石田三成に過ぎたるものが二つあり。島の左近に佐和山の城。
そのような俗謡が流行ったとき、三成は特段気にした様を見せなかった。
腹を立てる近侍たちを、
「世に名高い左近と立派な城がおれのもとにあるのだ。誇れど、腹を立てることはない」
と涼しい顔で諌めるくらいであったから、本当に気にもかけていなかったのだろう。
だから左近がその話を出したときも、三成は筆を置かなかった。
「世に名高いお前と立派な城がおれのもとにあるのだ。誇れど、腹を立てることはない」
すらすらと筆を運びながら、さらりと淀みなく言ってやる。
だが意外なことがあった。
左近が「俺は腹を立てちゃいませんよ」と言うのだ。
「寧ろ俺は喜んでいるくらいです」
三成は振り向いた。
そこで左近が差し出しているものが目に留まる。歌集だった。
三成は目をすいと細める。
「そのようなもの、全て諳んじられるぞ。寺小僧の時分に覚えた」
「ま、そう言わずに」
「この歌集がなんだというのだ」
仕方なく歌集を左近の手から取り上げる。
ぱらり、ぱらりとめくった。
やはり歌集は歌集だ。
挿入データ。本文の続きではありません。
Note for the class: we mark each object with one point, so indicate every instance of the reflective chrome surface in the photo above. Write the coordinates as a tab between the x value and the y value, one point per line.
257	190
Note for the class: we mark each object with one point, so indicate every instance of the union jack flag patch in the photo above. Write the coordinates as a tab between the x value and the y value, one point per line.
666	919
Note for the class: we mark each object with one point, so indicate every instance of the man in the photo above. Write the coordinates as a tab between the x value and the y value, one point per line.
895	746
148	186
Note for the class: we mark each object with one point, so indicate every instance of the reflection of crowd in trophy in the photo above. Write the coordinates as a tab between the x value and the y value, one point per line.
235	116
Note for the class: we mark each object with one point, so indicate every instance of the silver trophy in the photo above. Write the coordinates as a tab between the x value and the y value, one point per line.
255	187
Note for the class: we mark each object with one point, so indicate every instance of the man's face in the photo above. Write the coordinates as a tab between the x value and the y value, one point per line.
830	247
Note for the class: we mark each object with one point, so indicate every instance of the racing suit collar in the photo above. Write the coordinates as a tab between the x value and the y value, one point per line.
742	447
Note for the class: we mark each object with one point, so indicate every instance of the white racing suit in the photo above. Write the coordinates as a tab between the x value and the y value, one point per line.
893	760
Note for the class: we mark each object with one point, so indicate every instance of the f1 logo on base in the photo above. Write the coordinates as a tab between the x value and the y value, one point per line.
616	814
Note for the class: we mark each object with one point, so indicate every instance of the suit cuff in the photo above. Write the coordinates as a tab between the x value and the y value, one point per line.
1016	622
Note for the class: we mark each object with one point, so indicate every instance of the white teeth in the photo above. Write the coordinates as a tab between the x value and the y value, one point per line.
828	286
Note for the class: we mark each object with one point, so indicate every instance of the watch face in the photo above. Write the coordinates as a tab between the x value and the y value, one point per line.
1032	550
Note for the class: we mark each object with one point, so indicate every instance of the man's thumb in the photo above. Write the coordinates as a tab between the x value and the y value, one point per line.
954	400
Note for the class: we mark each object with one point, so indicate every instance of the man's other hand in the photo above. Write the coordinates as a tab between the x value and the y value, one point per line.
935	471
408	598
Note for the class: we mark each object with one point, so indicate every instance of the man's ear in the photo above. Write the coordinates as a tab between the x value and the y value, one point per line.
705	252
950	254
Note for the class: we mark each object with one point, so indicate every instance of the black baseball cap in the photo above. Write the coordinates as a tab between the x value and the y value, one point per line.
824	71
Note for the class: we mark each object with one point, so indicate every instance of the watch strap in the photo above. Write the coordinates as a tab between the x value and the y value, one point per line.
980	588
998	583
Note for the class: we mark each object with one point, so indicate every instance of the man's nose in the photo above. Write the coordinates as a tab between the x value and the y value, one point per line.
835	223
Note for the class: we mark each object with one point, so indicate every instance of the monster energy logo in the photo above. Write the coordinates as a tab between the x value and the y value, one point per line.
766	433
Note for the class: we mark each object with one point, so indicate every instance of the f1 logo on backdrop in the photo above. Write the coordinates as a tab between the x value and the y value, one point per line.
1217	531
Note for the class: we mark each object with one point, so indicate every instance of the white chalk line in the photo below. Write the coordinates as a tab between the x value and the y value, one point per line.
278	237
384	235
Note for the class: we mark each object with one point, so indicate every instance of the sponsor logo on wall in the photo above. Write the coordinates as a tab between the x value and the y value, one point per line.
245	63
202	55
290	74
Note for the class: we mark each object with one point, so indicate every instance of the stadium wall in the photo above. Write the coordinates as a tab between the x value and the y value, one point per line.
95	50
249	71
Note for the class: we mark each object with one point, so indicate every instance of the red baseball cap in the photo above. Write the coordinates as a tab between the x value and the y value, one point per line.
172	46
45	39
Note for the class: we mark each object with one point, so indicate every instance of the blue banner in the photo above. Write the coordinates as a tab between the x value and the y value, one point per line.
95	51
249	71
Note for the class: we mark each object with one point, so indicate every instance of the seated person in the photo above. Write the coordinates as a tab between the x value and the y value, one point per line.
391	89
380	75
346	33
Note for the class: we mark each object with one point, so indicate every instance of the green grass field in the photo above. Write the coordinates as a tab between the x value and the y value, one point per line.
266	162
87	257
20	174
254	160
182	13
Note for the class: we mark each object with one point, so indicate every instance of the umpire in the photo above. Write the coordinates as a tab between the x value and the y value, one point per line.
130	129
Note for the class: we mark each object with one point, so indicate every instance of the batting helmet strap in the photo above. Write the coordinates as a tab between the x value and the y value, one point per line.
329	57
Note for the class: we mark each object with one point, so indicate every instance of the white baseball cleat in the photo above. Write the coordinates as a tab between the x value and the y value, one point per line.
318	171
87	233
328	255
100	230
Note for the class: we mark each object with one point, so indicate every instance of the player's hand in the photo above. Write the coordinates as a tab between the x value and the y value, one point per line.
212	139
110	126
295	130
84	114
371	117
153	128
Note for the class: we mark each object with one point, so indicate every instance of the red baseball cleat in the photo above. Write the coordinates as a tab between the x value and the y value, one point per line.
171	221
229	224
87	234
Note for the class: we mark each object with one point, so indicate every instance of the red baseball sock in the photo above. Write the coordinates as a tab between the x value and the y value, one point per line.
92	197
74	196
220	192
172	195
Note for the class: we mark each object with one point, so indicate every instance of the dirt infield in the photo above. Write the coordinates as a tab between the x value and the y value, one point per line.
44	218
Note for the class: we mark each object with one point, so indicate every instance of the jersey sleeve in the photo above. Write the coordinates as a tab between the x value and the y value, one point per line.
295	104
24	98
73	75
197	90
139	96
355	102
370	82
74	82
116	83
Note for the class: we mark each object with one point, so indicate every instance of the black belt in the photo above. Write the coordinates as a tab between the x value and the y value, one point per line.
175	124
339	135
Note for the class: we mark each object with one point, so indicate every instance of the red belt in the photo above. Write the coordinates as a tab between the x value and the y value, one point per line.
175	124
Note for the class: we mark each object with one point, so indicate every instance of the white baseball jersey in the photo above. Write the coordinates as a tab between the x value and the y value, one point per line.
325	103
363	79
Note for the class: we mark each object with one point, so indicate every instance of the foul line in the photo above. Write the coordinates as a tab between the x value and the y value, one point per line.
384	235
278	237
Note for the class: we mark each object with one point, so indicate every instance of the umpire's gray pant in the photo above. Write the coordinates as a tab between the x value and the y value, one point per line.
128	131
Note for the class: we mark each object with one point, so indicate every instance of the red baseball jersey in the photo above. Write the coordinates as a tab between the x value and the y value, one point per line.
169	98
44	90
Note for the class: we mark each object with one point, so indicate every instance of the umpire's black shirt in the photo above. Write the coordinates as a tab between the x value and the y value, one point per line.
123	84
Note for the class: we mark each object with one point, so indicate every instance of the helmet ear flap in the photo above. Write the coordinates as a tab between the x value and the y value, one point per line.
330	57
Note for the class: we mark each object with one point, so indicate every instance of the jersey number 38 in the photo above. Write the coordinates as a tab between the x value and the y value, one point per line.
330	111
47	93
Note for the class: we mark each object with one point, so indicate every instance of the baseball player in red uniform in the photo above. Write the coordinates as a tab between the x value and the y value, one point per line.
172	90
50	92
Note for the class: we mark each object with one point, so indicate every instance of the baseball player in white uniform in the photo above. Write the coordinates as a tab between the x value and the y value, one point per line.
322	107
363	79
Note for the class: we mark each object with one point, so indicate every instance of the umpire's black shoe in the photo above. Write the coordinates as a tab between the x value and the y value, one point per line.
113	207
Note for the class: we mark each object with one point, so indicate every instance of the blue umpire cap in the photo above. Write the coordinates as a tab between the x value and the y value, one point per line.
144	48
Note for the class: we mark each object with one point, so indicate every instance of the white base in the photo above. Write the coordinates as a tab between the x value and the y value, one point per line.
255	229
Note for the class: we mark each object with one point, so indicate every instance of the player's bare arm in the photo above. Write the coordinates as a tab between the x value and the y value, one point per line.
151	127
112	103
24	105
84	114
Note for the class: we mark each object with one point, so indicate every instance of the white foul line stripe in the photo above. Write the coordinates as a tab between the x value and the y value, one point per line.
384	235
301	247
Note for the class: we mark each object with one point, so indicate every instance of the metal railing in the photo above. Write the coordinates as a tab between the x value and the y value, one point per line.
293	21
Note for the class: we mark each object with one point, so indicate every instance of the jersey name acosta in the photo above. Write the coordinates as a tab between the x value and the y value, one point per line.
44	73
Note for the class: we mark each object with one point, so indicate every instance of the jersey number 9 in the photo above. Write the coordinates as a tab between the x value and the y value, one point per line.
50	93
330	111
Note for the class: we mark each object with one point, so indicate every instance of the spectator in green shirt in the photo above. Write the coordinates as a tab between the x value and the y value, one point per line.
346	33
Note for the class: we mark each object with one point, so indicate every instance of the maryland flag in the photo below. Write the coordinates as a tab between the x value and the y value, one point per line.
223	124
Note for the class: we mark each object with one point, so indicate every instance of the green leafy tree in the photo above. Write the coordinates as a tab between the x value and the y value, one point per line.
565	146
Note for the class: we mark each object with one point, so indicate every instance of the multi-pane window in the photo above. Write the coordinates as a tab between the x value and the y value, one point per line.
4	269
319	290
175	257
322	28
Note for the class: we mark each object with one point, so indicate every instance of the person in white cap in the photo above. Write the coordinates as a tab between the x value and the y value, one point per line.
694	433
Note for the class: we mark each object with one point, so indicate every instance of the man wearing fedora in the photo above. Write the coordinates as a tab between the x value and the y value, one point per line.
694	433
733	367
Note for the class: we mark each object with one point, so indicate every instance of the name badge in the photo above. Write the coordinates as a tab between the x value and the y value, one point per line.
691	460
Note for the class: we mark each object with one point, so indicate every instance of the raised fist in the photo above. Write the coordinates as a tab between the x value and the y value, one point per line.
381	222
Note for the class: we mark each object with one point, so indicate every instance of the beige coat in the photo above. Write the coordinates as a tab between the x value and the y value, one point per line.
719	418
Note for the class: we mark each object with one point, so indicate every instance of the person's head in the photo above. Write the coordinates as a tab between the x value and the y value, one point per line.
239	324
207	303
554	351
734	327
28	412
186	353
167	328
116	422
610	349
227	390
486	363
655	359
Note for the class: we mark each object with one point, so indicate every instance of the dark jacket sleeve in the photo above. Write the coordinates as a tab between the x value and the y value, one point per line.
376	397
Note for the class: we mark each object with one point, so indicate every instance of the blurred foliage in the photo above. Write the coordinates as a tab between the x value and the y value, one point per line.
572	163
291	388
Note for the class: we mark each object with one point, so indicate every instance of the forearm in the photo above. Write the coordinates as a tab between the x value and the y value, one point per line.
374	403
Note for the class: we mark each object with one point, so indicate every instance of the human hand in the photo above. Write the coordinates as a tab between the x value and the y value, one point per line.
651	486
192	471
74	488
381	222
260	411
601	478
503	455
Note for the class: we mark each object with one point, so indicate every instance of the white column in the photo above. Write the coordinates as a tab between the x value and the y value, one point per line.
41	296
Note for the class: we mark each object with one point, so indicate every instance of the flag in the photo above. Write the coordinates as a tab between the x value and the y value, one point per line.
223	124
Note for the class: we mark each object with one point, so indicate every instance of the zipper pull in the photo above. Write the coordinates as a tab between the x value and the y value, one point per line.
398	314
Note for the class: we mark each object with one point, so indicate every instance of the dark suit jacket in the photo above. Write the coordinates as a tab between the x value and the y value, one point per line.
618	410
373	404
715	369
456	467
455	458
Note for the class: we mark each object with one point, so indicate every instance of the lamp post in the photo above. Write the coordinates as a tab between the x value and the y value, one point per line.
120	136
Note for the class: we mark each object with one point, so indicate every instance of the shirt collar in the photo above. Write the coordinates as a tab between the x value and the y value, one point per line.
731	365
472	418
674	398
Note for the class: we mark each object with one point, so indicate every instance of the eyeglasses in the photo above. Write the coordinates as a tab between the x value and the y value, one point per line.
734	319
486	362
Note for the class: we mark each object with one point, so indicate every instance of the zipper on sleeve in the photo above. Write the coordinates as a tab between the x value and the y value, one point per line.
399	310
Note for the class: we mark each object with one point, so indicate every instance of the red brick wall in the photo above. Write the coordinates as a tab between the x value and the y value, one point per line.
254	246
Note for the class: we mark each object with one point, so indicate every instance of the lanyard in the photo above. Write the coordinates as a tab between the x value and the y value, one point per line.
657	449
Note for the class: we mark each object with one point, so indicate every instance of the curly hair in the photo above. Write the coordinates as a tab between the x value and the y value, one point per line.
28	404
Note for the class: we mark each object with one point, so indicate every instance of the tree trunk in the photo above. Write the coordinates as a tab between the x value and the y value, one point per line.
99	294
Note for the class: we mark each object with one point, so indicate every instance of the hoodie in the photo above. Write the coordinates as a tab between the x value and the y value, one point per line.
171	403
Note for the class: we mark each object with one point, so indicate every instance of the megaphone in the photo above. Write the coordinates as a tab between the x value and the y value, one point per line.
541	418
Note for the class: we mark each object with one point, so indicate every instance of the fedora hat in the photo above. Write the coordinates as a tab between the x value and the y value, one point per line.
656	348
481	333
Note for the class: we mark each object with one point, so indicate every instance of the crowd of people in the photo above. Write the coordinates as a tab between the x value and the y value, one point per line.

三成は左近の手にそれを返しながら、
「三、四百年前の色恋の歌ではないか」
と言いかけて、はたと気がついた。
手が緩んで、ばさりと書が落ちる。
三成は、だがそれには構えず、顔を上げた。
すると左近が背を正し、懐深い笑みで三成を迎えていた。
石田三成に過ぎたるものが二つあり。島の左近に佐和山の城。
そう謡い始める。
それから「ねえ、殿」と言った。
「嬉しいじゃないですか。
その歌集のように、その歌のように、その色恋のように、
俺の名は石田三成と共に伝えられる。
俺の名は石田三成の名の傍らに在れる。
俺は三百年、四百年、いいや、どれだけ後の世も石田三成の家臣でいることができる。